1890-1938 Browns Mills Railroad Station, a local railway station, built. It now houses a museum and a town information center.
1895 the Forest Springs Hotel burned down. Its owners were George Pfieffer, E. A. Armstrong, A. G. Cattell, and Dr. J. C. White.
1895 the Birmingham Inn built on a 7-acre island in the Rancocas Creek. (Today its locations is near Sybron Chemical where the ballfield stands.)
1905 Pig n Whistle Inn built.
1910 real estate developer James B. Reilly rebuilt Sycamore Hall.
1912 Dr. Newcomb and his wife came to town from Burlington when they both were suffering from tuberculosis.
1913 Dr. Newcomb opened the first licensed sanatorium in New Jersey.
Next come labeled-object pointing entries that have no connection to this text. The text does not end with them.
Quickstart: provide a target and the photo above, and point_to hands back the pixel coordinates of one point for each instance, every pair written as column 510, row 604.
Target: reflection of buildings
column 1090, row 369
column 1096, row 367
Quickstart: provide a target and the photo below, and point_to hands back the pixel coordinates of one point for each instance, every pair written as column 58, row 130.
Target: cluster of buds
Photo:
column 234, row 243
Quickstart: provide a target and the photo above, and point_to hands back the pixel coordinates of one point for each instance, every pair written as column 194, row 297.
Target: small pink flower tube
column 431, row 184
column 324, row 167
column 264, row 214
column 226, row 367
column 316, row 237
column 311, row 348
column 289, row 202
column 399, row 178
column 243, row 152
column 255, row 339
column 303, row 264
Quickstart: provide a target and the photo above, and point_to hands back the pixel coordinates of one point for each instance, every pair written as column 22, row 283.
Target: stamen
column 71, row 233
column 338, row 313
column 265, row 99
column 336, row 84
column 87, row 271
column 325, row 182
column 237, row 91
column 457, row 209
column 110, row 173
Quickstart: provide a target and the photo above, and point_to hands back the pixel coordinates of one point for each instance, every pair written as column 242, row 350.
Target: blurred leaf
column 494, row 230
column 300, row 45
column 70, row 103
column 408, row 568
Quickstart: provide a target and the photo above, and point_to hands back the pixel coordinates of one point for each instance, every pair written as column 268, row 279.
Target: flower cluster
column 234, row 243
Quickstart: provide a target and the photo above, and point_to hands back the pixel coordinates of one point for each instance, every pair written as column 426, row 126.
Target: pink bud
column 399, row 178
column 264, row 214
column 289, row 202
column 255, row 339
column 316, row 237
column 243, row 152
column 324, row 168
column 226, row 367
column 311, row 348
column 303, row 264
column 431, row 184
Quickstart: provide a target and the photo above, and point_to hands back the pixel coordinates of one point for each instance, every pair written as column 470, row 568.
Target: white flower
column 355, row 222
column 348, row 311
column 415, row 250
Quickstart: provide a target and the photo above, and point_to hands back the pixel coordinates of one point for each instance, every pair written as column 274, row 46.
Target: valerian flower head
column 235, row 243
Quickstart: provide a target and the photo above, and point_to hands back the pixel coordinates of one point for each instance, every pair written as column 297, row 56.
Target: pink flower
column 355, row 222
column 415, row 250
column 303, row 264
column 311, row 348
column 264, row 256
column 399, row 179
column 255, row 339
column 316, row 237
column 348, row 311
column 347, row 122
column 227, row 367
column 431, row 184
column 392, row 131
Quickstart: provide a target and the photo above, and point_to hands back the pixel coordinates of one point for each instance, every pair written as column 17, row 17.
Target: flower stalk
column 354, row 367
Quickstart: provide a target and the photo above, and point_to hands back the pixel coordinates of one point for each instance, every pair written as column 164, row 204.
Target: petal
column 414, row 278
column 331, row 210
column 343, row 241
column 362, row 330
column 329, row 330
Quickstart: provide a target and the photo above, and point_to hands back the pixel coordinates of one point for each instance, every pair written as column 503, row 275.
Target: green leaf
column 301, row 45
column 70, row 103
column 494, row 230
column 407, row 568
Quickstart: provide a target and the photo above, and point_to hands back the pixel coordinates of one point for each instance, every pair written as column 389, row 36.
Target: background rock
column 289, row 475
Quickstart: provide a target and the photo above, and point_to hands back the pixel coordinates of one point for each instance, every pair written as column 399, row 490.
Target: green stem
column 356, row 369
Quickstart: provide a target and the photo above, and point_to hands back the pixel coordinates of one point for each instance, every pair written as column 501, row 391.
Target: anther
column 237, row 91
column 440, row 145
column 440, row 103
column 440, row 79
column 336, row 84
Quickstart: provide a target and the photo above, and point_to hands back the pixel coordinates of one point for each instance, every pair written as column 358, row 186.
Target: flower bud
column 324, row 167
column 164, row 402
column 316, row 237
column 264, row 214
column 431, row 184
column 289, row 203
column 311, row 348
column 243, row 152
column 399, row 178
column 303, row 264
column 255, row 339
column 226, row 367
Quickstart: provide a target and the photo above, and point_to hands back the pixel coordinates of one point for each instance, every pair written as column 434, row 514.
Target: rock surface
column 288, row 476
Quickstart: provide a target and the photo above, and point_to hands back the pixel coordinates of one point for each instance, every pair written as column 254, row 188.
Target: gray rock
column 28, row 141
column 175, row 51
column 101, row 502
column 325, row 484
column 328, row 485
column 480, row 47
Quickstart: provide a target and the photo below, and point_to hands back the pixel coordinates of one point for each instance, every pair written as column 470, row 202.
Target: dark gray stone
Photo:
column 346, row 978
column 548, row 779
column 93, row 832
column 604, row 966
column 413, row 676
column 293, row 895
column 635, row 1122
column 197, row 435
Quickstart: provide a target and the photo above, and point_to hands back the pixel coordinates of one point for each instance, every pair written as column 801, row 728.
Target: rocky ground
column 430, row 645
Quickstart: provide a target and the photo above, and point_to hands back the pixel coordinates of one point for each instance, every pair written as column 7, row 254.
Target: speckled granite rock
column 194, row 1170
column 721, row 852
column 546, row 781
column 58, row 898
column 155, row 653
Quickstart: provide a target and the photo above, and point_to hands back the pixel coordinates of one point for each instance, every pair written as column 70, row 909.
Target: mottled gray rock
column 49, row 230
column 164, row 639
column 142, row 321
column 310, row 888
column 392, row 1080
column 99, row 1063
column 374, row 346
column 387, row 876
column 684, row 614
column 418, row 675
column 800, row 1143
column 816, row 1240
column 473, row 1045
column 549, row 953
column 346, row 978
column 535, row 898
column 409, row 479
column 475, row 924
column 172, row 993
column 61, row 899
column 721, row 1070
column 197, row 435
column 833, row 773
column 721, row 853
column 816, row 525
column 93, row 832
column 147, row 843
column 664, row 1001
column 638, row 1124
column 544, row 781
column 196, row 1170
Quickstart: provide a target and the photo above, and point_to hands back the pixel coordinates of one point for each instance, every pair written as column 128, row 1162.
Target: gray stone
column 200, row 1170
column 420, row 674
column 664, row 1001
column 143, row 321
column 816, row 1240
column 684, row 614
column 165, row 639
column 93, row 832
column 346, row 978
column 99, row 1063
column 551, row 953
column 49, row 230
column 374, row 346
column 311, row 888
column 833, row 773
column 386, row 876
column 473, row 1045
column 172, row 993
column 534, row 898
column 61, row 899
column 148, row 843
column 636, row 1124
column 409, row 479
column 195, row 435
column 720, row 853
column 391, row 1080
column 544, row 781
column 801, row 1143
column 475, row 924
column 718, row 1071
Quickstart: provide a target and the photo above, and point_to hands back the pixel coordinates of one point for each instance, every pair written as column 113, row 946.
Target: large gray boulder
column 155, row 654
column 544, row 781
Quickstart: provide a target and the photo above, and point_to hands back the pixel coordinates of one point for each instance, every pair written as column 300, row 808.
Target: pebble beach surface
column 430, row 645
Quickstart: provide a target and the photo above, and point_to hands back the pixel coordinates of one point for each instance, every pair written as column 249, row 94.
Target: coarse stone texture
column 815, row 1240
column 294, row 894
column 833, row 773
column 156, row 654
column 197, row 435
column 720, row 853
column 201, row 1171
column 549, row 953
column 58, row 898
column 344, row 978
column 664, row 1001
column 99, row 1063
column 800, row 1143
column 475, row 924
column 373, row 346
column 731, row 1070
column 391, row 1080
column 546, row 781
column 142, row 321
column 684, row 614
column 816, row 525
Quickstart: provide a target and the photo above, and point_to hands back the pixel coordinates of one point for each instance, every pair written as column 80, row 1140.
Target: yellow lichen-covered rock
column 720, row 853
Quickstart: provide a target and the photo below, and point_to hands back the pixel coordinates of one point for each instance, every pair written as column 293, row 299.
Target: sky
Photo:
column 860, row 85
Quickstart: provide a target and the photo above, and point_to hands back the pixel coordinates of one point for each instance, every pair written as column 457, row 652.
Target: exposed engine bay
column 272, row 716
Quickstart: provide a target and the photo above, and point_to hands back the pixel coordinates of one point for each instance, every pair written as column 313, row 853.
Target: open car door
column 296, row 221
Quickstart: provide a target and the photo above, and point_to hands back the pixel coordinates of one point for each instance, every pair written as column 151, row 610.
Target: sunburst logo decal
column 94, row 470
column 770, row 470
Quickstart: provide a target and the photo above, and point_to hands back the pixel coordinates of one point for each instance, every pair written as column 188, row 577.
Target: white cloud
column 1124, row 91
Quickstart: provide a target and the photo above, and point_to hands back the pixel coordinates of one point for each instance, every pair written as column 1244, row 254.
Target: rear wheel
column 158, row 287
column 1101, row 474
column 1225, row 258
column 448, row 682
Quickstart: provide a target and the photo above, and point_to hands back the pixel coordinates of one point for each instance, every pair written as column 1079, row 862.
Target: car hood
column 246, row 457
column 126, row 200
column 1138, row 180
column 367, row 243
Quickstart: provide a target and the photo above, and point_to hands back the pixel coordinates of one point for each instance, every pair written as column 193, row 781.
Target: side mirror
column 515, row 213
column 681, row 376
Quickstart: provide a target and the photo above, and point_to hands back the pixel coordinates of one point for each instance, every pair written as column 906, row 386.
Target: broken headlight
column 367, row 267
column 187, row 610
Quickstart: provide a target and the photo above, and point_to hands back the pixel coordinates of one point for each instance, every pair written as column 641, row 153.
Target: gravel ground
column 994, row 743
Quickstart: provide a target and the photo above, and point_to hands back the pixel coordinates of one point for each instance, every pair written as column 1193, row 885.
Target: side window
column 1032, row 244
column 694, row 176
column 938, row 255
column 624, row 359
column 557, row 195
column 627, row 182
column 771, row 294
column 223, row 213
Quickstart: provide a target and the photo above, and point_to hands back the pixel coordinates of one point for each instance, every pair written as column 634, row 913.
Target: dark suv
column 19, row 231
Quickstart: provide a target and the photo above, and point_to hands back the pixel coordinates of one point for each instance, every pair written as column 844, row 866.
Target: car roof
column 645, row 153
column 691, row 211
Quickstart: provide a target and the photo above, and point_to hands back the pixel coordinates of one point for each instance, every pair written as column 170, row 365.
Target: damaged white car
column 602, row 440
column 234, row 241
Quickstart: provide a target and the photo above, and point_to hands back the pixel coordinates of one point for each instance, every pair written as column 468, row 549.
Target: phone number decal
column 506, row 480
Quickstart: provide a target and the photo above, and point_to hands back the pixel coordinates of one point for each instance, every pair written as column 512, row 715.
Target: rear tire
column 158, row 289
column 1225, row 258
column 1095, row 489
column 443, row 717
Later he sold the sanatorium to the Deborah Consumptive Relief Society.
1916 the Philadelphia Press ran a newspaper subscription drive that, for a subscription, promised a lot in Browns Mills for just $39.20. This act spelled the end of the grand hotel era in Browns Mills as it brought in many land and home owners.
by 1920 James B. Reilly erected a new dam on Mirror Lake.
1920s renovation of the Birmingham Inn revitalized its popularity.
1920s there were trails (with many footbridges) leading from the grand hotels to one of three "springhouses": Cold, Iron and Sulfur Springs.
Early 1920s the club house for the Canoe Club was a popular site for many social events.
1924 the Pig n Whistle was home to the 55th Annual American Cranberry Growers Association Convention.
1930s Fred Wenzel had a bus station, ice cream stand and snack parlor. Rosie and Alex Duglaski ran the Log Cabin Restaurant and Mirror Lake Inn that was the towns center.
1937 the Birmingham Inn had fallen so low that it was now being used as housing for the indigent population.
1939 a new municipal building dedicated.
1972 the Pig n Whistle burned down.
Imagination Kingdom, an interactive park for kids.
Source:
Marie F. Reynolds. Images of America: Browns Mills. Charleston, SC: Arcadia Press.